人人带伤,士气低落,眼神中充满了劫后余生的惊悸和对未来的茫然。
奥伦如同沉默的守护神,依旧紧跟在塞拉马后,他那高大的身躯上也添了不少新伤,但眼神依旧警惕如鹰,扫视着四周的黑暗。
他们已经连续奔逃了数个时辰,不敢停留,不敢回头。
身后的地平线上,虽然已经看不到那吞噬一切的黑色狂潮,但那隐约传来的、仿佛永远甩不掉的奥克嚎叫和座狼的嘶鸣,如同跗骨之蛆,时刻提醒着他们死亡的逼近。
“殿下……歇……歇一下吧,马……马快不行了……” 一名亲卫军官喘着粗气,声音断断续续。
埃雅努尔茫然地看了看周围一张张写满疲惫与绝望的脸,又看了看身下同样濒临极限的战马。

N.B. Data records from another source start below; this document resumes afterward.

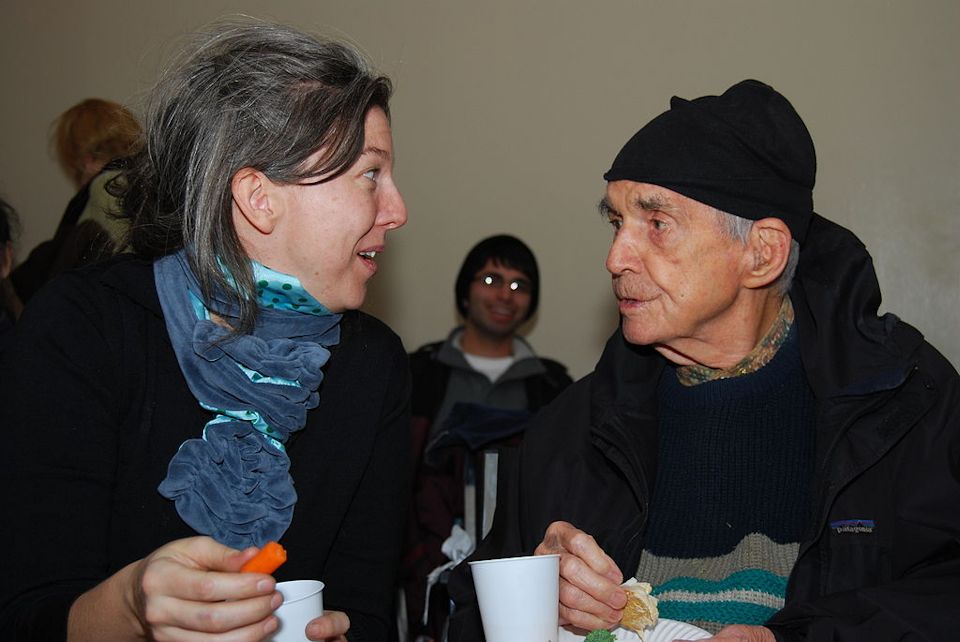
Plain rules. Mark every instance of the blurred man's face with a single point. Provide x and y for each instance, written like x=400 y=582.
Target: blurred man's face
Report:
x=676 y=276
x=498 y=300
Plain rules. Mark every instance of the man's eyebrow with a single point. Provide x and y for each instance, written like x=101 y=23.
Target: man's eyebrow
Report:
x=376 y=151
x=652 y=203
x=605 y=208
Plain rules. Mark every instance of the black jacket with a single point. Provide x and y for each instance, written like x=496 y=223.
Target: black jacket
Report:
x=92 y=407
x=888 y=450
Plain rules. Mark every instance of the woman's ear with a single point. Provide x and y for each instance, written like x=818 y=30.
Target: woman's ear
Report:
x=769 y=245
x=6 y=259
x=253 y=199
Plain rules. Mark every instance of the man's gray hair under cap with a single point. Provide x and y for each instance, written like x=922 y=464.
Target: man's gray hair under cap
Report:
x=745 y=152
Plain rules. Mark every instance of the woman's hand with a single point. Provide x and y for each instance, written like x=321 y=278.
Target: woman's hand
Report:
x=330 y=627
x=743 y=633
x=590 y=593
x=183 y=591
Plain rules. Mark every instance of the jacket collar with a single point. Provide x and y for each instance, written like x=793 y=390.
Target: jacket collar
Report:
x=847 y=349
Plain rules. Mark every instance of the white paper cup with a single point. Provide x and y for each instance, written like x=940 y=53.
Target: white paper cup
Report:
x=519 y=597
x=302 y=602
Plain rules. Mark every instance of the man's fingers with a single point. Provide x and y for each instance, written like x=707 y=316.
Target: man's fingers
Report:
x=586 y=548
x=576 y=600
x=600 y=588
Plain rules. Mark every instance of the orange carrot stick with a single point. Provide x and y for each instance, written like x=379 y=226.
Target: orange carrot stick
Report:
x=267 y=560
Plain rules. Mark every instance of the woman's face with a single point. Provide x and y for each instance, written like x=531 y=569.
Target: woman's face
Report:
x=331 y=233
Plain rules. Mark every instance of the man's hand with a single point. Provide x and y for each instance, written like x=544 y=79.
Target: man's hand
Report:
x=742 y=633
x=590 y=593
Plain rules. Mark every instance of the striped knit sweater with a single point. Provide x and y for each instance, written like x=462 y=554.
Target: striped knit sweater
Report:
x=731 y=495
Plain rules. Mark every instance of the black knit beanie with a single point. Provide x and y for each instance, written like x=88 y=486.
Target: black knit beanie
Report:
x=745 y=152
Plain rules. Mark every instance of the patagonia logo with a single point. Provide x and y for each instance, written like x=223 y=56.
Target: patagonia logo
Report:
x=852 y=526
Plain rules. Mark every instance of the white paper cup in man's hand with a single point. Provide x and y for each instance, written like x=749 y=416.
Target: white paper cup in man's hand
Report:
x=519 y=597
x=302 y=602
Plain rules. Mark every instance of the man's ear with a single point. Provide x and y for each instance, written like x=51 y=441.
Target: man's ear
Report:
x=253 y=197
x=769 y=247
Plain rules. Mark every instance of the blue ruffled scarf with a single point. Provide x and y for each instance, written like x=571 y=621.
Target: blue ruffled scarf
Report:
x=233 y=484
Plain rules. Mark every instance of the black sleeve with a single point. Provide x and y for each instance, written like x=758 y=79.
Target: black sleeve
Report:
x=58 y=413
x=366 y=553
x=503 y=540
x=921 y=601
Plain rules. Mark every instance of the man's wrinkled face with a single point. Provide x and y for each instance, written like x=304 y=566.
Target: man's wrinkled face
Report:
x=676 y=276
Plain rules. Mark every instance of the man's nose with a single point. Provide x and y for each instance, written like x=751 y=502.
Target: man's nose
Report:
x=619 y=256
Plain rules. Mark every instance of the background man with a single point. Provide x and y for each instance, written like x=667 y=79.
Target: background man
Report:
x=486 y=364
x=765 y=450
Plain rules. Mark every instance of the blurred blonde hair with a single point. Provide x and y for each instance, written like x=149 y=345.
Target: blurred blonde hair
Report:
x=93 y=131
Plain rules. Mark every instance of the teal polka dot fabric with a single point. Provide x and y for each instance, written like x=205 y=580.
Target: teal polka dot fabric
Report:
x=279 y=291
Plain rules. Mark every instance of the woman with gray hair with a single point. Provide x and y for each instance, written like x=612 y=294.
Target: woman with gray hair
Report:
x=168 y=400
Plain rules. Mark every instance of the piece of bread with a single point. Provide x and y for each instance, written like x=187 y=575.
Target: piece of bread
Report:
x=640 y=613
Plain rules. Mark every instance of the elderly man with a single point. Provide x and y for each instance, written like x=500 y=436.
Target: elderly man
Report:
x=776 y=459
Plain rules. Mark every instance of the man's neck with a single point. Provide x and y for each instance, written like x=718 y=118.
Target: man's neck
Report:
x=482 y=345
x=728 y=346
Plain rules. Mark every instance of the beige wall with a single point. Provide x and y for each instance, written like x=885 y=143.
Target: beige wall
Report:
x=508 y=111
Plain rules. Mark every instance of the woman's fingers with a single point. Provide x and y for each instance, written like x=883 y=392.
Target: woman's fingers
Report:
x=169 y=577
x=253 y=633
x=209 y=617
x=331 y=626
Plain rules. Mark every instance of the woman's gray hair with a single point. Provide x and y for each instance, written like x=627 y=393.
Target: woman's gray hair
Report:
x=738 y=229
x=244 y=94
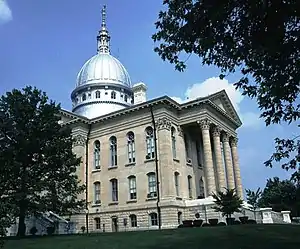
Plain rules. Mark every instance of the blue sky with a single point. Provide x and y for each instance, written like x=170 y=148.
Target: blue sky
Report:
x=44 y=43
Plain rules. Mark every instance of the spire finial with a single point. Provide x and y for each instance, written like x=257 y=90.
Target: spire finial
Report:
x=104 y=17
x=103 y=37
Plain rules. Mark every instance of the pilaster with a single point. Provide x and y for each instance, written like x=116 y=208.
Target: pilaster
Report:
x=236 y=167
x=219 y=162
x=208 y=161
x=165 y=157
x=228 y=162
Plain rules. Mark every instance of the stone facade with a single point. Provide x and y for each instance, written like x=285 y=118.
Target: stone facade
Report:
x=119 y=161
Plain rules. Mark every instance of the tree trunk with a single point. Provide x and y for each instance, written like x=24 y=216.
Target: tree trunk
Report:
x=22 y=226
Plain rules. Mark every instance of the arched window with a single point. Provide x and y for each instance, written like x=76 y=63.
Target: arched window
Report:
x=130 y=147
x=113 y=151
x=114 y=189
x=133 y=220
x=151 y=185
x=97 y=154
x=173 y=137
x=176 y=180
x=113 y=95
x=190 y=186
x=153 y=219
x=150 y=143
x=97 y=94
x=97 y=223
x=97 y=192
x=201 y=189
x=132 y=187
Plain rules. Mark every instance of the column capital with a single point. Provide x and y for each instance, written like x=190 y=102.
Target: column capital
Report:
x=163 y=123
x=216 y=131
x=234 y=141
x=204 y=124
x=79 y=140
x=225 y=137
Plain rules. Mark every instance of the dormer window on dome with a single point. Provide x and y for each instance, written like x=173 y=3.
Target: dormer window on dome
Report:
x=105 y=73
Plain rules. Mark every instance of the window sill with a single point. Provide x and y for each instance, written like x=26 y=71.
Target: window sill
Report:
x=96 y=205
x=132 y=201
x=129 y=164
x=96 y=170
x=149 y=160
x=151 y=199
x=113 y=203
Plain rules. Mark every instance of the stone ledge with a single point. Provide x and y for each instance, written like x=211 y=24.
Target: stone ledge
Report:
x=130 y=164
x=112 y=167
x=149 y=160
x=113 y=203
x=96 y=170
x=131 y=201
x=151 y=199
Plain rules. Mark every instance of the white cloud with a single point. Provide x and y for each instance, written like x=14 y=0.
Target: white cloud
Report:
x=215 y=84
x=5 y=12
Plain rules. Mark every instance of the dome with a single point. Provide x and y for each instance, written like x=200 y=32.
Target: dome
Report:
x=103 y=68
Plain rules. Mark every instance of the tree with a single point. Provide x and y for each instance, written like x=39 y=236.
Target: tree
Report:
x=253 y=199
x=227 y=202
x=259 y=39
x=281 y=195
x=36 y=153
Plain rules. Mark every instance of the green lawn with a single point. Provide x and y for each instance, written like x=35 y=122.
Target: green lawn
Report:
x=231 y=237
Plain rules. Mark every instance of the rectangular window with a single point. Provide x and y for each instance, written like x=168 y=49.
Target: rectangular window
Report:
x=132 y=188
x=114 y=187
x=152 y=184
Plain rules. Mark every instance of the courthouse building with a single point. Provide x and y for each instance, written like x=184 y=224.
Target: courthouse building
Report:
x=131 y=164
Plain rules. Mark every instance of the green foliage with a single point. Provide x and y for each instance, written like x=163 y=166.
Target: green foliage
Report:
x=227 y=202
x=36 y=153
x=259 y=39
x=253 y=197
x=281 y=195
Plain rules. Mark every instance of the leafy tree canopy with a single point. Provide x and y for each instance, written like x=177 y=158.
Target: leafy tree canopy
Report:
x=281 y=195
x=227 y=202
x=258 y=38
x=36 y=156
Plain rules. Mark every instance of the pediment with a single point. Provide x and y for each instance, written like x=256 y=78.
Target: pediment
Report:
x=222 y=100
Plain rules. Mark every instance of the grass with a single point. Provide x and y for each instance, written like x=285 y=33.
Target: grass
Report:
x=231 y=237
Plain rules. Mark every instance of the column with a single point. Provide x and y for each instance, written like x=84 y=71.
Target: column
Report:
x=219 y=162
x=208 y=162
x=228 y=162
x=236 y=167
x=165 y=158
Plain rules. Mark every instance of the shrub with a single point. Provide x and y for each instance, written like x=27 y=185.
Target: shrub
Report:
x=213 y=222
x=236 y=222
x=205 y=225
x=244 y=219
x=197 y=223
x=251 y=222
x=230 y=221
x=187 y=223
x=33 y=230
x=50 y=230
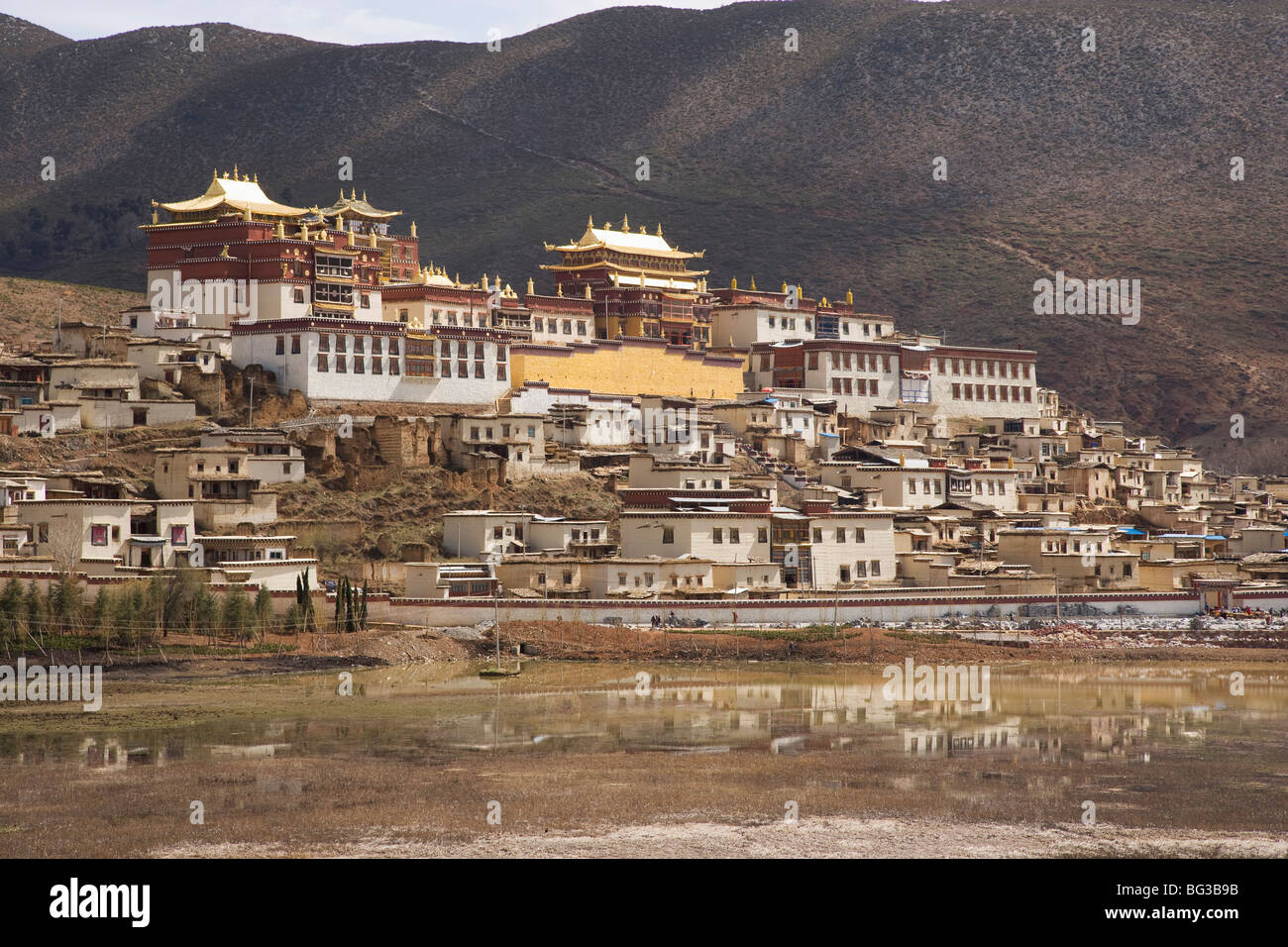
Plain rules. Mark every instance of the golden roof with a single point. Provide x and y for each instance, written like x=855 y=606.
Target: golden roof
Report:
x=241 y=195
x=357 y=206
x=622 y=241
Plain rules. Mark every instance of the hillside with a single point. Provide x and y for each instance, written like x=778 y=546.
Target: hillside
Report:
x=30 y=308
x=811 y=166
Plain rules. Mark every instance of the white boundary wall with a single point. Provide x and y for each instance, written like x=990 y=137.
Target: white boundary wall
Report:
x=881 y=607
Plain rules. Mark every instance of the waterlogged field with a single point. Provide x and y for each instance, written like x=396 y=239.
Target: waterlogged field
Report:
x=658 y=761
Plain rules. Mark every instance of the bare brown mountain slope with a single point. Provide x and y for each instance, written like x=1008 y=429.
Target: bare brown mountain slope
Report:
x=811 y=166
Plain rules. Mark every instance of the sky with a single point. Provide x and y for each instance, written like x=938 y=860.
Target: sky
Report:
x=327 y=21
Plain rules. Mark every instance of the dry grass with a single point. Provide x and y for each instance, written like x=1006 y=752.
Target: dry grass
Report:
x=327 y=804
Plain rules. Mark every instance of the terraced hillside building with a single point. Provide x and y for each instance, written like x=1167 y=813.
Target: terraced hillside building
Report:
x=866 y=375
x=642 y=286
x=236 y=256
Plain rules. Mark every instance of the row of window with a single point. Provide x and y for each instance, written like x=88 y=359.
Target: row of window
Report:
x=861 y=386
x=982 y=368
x=991 y=392
x=361 y=367
x=862 y=570
x=343 y=343
x=863 y=361
x=330 y=292
x=537 y=326
x=99 y=532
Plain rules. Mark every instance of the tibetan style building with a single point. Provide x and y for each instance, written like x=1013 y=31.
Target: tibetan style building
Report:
x=640 y=285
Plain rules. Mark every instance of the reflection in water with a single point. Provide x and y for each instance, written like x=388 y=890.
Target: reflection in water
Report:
x=1046 y=714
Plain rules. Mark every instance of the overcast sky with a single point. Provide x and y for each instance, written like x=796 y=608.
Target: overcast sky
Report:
x=331 y=21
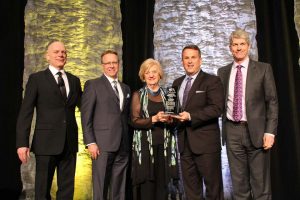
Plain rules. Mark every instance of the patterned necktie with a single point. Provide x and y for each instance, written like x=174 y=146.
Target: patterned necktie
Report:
x=186 y=91
x=116 y=89
x=238 y=93
x=61 y=85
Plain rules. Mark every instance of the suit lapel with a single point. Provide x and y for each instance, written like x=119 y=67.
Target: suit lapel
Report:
x=71 y=86
x=251 y=74
x=124 y=95
x=110 y=90
x=226 y=77
x=195 y=86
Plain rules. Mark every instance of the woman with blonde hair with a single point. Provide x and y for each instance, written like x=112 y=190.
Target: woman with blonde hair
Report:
x=154 y=164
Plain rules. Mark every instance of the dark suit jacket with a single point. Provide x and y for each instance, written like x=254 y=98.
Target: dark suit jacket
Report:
x=55 y=117
x=103 y=122
x=205 y=104
x=261 y=100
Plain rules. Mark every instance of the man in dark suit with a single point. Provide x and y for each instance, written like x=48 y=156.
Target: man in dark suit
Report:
x=105 y=114
x=249 y=120
x=54 y=93
x=202 y=101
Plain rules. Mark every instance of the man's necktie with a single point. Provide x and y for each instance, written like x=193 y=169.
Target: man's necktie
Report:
x=61 y=85
x=238 y=93
x=116 y=89
x=186 y=91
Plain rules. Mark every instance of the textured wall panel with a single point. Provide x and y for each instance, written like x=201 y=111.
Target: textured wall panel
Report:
x=208 y=24
x=87 y=27
x=205 y=23
x=297 y=19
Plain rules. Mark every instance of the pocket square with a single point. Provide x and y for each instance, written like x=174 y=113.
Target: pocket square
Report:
x=199 y=91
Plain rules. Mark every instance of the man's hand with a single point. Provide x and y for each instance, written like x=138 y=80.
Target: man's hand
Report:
x=94 y=151
x=24 y=154
x=268 y=141
x=184 y=116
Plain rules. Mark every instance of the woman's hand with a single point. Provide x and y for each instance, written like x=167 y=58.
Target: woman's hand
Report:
x=161 y=117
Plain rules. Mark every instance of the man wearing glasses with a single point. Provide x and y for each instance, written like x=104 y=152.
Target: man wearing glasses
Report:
x=104 y=115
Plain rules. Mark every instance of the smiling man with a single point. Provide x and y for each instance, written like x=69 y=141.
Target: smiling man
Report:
x=105 y=115
x=54 y=93
x=202 y=102
x=249 y=120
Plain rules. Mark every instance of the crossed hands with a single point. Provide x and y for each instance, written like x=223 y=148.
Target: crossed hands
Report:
x=94 y=151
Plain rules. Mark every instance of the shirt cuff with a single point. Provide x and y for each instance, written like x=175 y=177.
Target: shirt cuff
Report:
x=270 y=134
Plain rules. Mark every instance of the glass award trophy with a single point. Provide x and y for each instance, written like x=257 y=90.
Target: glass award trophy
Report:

他张了张嘴,想说点什么鼓舞士气的话,却发现喉咙干涩得发不出像样的声音。
什么“胜利就在眼前”,什么“光复故土”,此刻都成了最残酷的讽刺。
他脑海中不断闪回着谷地中那崩溃的景象,那战车碾过盾墙的恐怖画面,那无数袍泽临死前的惨叫……悔恨、恐惧、羞耻,如同毒蛇般啃噬着他的心。
他下意识地看向不远处的塞拉。
她低着头,仿佛连抬起眼帘的力气都没有了,只有紧抿的、失去血色的嘴唇,透露着内心巨大的痛苦。
埃雅努尔心中一阵刺痛,比任何伤口都更让他难受。
他不仅葬送了自己的军队,也亲手将塞拉和她复国的最后希望,推入了这万劫不复的深渊。
就在这时,后方远处的黑暗中,再次清晰地传来一阵更加接近、更加狂躁的奥克嚎叫,其中夹杂着座狼兴奋的嘶鸣!
声音来自不止一个方向!
“他们追上来了!快走!” 摩根的低吼如同惊雷,瞬间惊醒了沉浸在痛苦和疲惫中的众人。
没有人再有异议。
求生的本能压倒了极致的疲惫。埃雅努尔猛地一夹马腹,身下的战马发出一声悲鸣,挣扎着再次加速。
塞拉也被护卫带着向前冲去。
数百残军如同受惊的鹿群,在黑暗与乱石间,继续着这场不知终点在何处、不知何时会终结的、绝望的奔逃。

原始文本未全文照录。